Cuando abrieron su abdomen se encontraron con nódulos, úlceras y un gran quiste en distintos órganos. Además, encontraron evidencia de tuberculosis en sus pulmones.
“El diagnóstico fue confirmado por la patóloga y corroborado por veterinarios especialistas en grandes animales que vieron fotografías de la necropsia. La enfermedad estaba muy avanzada, tenía infiltraciones en ambos pulmones y presentaba un colapso alveolar”, explicaron en el extenso comunicado.
“Todos los hallazgos macroscópicos con significado médico eran problemas crónicos, lo que significa que esto era algo con lo que había estado viviendo antes de su llegada a Brasil”, remataron.
Enfermedades preexistentes
Desde el santuario de elefantes remarcaron que todas las patologías que figuran en el resultado preliminar de la necropsia son de larga data y que en general se desarrollan durante el cautiverio.

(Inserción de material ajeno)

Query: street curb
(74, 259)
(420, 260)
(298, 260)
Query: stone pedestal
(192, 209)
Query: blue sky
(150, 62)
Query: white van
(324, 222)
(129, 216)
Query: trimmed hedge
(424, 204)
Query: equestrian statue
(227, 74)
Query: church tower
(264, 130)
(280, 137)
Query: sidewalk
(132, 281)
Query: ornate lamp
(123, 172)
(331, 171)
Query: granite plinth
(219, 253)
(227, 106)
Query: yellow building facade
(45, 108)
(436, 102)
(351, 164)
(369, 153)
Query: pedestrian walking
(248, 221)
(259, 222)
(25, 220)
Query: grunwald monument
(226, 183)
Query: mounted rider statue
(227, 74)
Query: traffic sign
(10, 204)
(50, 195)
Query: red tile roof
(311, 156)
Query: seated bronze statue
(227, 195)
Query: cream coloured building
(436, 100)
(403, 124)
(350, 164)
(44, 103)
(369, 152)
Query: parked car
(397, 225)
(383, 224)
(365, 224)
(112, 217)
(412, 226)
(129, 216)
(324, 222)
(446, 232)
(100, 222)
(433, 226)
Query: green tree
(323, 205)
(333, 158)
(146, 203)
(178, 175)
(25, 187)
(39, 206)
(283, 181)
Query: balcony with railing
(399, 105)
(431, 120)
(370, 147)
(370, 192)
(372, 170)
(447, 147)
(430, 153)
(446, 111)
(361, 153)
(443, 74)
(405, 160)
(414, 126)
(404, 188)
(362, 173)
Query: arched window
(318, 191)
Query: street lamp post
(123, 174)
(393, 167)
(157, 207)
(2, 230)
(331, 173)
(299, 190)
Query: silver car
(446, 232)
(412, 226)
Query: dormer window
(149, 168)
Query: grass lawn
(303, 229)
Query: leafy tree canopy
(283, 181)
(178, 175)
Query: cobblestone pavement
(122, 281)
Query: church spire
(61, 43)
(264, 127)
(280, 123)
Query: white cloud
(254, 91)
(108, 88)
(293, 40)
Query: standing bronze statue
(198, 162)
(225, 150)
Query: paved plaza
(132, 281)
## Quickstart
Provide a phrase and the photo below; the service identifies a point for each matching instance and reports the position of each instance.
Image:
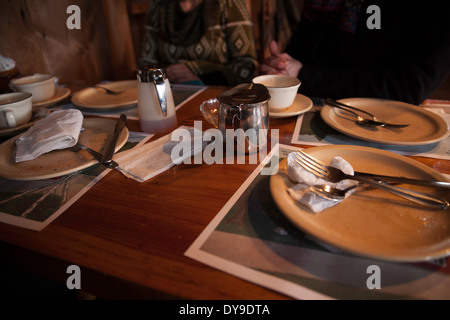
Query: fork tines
(311, 164)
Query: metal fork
(331, 174)
(371, 122)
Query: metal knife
(97, 155)
(429, 183)
(111, 146)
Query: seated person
(337, 53)
(201, 41)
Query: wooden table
(129, 238)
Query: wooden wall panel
(34, 33)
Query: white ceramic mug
(282, 90)
(41, 86)
(15, 109)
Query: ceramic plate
(60, 162)
(60, 94)
(98, 99)
(301, 105)
(372, 222)
(425, 126)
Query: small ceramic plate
(371, 222)
(98, 99)
(60, 162)
(60, 94)
(301, 105)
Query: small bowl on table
(41, 86)
(282, 89)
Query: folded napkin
(304, 179)
(59, 130)
(146, 161)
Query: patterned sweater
(224, 55)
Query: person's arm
(407, 63)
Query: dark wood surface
(129, 238)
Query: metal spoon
(109, 91)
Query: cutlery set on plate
(334, 175)
(374, 121)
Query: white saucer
(60, 94)
(301, 105)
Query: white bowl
(282, 90)
(41, 86)
(15, 109)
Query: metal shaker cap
(149, 73)
(258, 93)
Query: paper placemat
(251, 239)
(35, 204)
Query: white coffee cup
(41, 86)
(15, 109)
(282, 90)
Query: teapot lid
(237, 96)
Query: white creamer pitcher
(156, 108)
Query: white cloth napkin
(59, 130)
(304, 179)
(146, 161)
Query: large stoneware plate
(60, 162)
(425, 126)
(372, 222)
(97, 99)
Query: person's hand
(280, 63)
(178, 73)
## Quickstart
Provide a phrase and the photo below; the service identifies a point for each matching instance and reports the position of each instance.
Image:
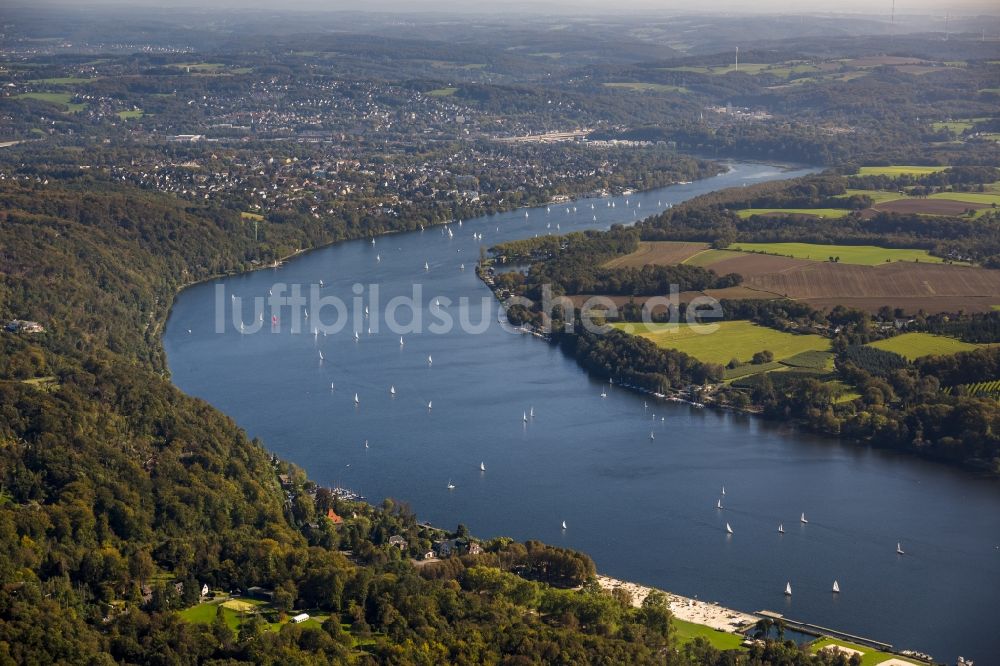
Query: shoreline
(705, 613)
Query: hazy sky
(878, 7)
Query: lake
(645, 510)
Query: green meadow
(732, 339)
(915, 345)
(863, 255)
(815, 212)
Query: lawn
(898, 170)
(870, 656)
(685, 632)
(645, 87)
(815, 212)
(739, 339)
(861, 255)
(54, 98)
(915, 345)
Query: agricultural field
(660, 253)
(989, 389)
(897, 170)
(810, 212)
(914, 345)
(861, 255)
(645, 87)
(54, 98)
(861, 279)
(732, 339)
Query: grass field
(815, 212)
(984, 198)
(915, 345)
(54, 98)
(869, 657)
(733, 339)
(878, 196)
(898, 170)
(720, 640)
(861, 255)
(645, 87)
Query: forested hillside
(121, 496)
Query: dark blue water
(644, 510)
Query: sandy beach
(685, 608)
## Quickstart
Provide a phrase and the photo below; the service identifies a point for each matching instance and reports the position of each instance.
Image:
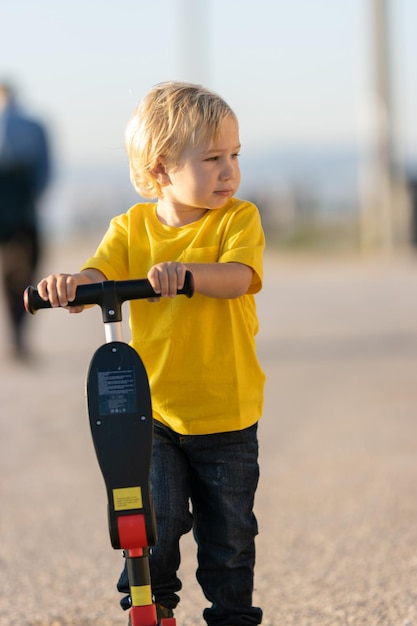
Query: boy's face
(207, 175)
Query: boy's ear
(160, 173)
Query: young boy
(206, 382)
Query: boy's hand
(60, 290)
(167, 278)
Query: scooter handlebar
(103, 293)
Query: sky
(296, 73)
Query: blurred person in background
(24, 175)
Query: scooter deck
(120, 413)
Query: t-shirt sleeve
(244, 242)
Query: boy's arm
(215, 280)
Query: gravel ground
(337, 502)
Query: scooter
(120, 414)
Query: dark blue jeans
(218, 475)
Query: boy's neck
(178, 216)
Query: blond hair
(170, 118)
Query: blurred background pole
(384, 216)
(193, 41)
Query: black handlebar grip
(97, 293)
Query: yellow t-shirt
(199, 353)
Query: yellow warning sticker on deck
(141, 596)
(127, 498)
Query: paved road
(337, 504)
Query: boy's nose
(229, 171)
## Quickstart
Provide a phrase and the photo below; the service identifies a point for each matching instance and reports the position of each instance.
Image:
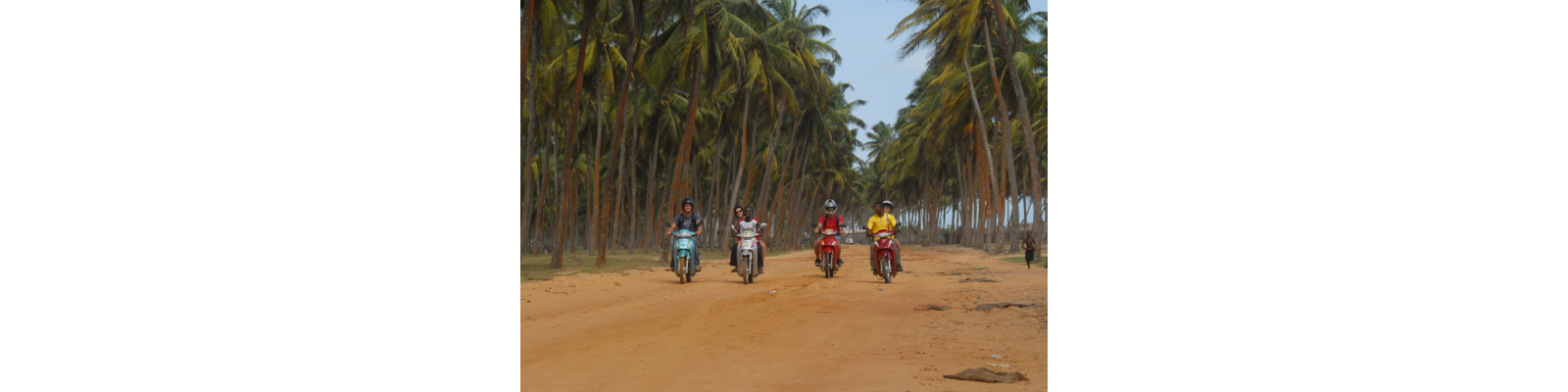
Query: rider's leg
(898, 256)
(838, 239)
(819, 250)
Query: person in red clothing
(828, 221)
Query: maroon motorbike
(885, 261)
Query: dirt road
(792, 329)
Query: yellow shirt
(882, 223)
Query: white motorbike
(747, 255)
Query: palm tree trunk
(653, 172)
(980, 127)
(1026, 118)
(741, 165)
(529, 104)
(1007, 137)
(571, 137)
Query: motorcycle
(830, 251)
(682, 253)
(747, 255)
(883, 248)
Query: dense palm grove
(632, 106)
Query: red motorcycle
(830, 251)
(886, 261)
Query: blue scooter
(682, 253)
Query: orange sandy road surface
(792, 329)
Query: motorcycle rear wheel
(886, 270)
(682, 271)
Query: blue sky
(870, 63)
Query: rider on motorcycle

“Todos los hallazgos macroscópicos con significado médico son problemas crónicos, lo que significa que esto era algo con lo que Kenya había estado viviendo antes de su llegada a Brasil”, detallaron.
“Kenya experimentó diarrea crónica durante décadas, además de una dieta inapropiada, infecciones crónicas de colmillos y falta de atención médica hasta que proporcionamos entrenadores y cuidadores para cuidarla”, remataron.
El problema de la tuberculosis
Por el momento, las autoridades del santuario de elefantes destacaron un brote de tuberculosis en el predio porque la elefanta Kenya no estaba en contacto con los elefantes asiáticos y con la única elefanta que un efímero acercamiento fue Pupy -que falleció hace unos semanas- y los resultados de los estudios de Pupy dieron negativo para tuberculosis.
“No tenemos cuidadores que vayan y vengan entre los hábitats asiáticos y africanos, y no hay lugar donde los hábitat se toquen, por lo que no hay necesidad de preocuparse por la transmisión entre las especies”, insistieron en el comunicado oficial.
“Debido a que la tuberculosis todavía existe en humanos tanto en Argentina como en Brasil, todo nuestro personal (incluido el personal de mantenimiento y cocina) se ha realizado los chequeos. Los cuidadores y los entrenadores/cuidadores contratados con cualquier exposición a otros elefantes deben ser sometidos a pruebas cada seis meses”, agregaron.
Además, compartieron información del Ecoparque de Mendoza: la necropsia de Tamy -que murió antes del traslado de Kenya a Brasil- dio negativo para tuberculosis. Por su parte, Guillermina también dio negativo.